A Heritage Foundation sustenta que a prontidão das forças norte-americanas é fraca e marginal, com dificuldade de vencer conflitos regionais importantes e, simultaneamente, manter a presença global. O esgotamento de estoques de armas é recorrente e vem se manifestando agora, contra o Irã.

O princípio orientador das forças armadas norte-americanas é o do uso da força bruta em detrimento da inteligência. A síntese desse paradoxo se expressa na afirmação: “Excelência operacional e incompetência estratégica”. No governo Trump, essa verdade encontrou sua plenitude.
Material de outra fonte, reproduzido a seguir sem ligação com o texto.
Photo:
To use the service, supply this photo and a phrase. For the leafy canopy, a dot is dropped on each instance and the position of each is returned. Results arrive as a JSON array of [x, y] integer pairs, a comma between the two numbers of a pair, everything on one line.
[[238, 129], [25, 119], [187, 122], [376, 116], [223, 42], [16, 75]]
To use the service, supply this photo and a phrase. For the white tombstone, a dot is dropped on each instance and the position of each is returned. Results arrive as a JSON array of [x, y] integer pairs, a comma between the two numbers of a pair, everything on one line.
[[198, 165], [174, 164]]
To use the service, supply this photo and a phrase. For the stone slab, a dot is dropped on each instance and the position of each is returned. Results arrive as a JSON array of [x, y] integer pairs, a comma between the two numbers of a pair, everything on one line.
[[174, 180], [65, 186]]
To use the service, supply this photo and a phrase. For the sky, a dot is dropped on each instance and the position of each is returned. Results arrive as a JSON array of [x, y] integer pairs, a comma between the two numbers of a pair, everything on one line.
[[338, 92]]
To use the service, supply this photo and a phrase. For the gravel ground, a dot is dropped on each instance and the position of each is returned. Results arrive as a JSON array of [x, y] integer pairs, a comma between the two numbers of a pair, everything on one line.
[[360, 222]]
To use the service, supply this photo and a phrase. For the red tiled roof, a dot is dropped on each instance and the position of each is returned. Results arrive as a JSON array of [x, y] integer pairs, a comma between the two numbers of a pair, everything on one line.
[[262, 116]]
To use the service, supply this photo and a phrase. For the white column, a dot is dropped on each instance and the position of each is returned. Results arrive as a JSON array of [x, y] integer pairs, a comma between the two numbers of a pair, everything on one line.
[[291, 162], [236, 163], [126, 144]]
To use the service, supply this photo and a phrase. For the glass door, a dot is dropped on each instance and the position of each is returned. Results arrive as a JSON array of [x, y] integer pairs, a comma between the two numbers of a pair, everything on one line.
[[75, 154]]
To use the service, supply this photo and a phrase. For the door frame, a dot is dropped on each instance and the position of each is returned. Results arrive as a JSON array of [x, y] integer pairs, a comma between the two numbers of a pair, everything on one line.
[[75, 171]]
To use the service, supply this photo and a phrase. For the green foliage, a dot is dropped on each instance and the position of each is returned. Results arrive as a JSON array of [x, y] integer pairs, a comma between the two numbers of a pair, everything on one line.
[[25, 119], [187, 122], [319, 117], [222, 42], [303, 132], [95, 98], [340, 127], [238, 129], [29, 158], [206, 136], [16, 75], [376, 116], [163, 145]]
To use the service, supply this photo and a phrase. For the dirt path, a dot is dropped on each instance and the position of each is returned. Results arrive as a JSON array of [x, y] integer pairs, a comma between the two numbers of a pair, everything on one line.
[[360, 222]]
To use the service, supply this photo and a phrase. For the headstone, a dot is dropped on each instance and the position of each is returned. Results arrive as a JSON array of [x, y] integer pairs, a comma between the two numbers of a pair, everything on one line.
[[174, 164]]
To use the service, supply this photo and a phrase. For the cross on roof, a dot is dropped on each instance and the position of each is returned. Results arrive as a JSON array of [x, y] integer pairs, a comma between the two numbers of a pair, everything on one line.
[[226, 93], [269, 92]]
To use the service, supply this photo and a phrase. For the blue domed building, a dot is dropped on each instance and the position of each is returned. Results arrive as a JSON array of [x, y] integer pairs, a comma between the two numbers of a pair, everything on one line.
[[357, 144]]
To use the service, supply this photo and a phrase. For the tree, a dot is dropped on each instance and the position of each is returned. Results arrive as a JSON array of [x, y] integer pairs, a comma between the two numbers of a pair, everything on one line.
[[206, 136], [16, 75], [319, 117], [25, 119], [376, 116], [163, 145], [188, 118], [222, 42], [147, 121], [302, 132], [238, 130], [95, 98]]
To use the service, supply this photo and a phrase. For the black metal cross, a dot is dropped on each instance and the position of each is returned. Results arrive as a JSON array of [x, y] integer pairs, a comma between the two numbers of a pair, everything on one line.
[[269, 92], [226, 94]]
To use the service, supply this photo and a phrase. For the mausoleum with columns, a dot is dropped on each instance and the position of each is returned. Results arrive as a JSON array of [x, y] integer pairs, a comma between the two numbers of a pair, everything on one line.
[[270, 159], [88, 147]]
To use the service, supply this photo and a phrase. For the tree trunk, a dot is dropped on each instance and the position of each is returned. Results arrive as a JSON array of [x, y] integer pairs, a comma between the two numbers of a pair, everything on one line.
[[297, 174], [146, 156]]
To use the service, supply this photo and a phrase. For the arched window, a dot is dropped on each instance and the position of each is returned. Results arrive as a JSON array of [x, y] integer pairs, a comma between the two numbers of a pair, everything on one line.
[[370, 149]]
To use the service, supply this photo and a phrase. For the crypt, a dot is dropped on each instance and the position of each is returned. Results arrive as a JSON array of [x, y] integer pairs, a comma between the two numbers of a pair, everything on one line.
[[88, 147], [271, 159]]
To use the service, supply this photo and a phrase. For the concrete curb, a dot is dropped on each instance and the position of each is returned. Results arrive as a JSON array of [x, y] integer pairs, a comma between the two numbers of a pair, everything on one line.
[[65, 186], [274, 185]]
No livro The Cost of Loyalty: ­Dishonesty, Hubris, and Failure in the U.S. Military (Bloomsbury, 2020), Tim Bakken faz uma crítica devastadora às forças armadas dos EUA. Os gastos militares são absurdos, a presença em 800 bases espalhadas por 70 países é injustificável e esse poder é sustentado por uma sociedade fechada e por um princípio de lealdade que gera derrotas, incompetência e massacre de inocentes. Ele propõe que as tropas norte-americanas sejam reintegradas à sociedade civil, que deve controlá-las.

No fim de março, Tobin Harshaw, editor sênior da Bloomberg Opinion, publicou um artigo resgatando um livro de 1976 de Norman Dixon, intitulado A Psicologia da Incompetência dos Militares, onde são analisados grandes desastres em campos de batalha da história britânica. A obra mostra que eles seguiram um padrão consistente e repetitivo de decisões ruins.Os homens que decidiam sobre as guerras tinham duas características: acreditavam que ela se resume à força bruta, não à inteligência, e eram anti-intelectuais radicais, contrários à educação acadêmica.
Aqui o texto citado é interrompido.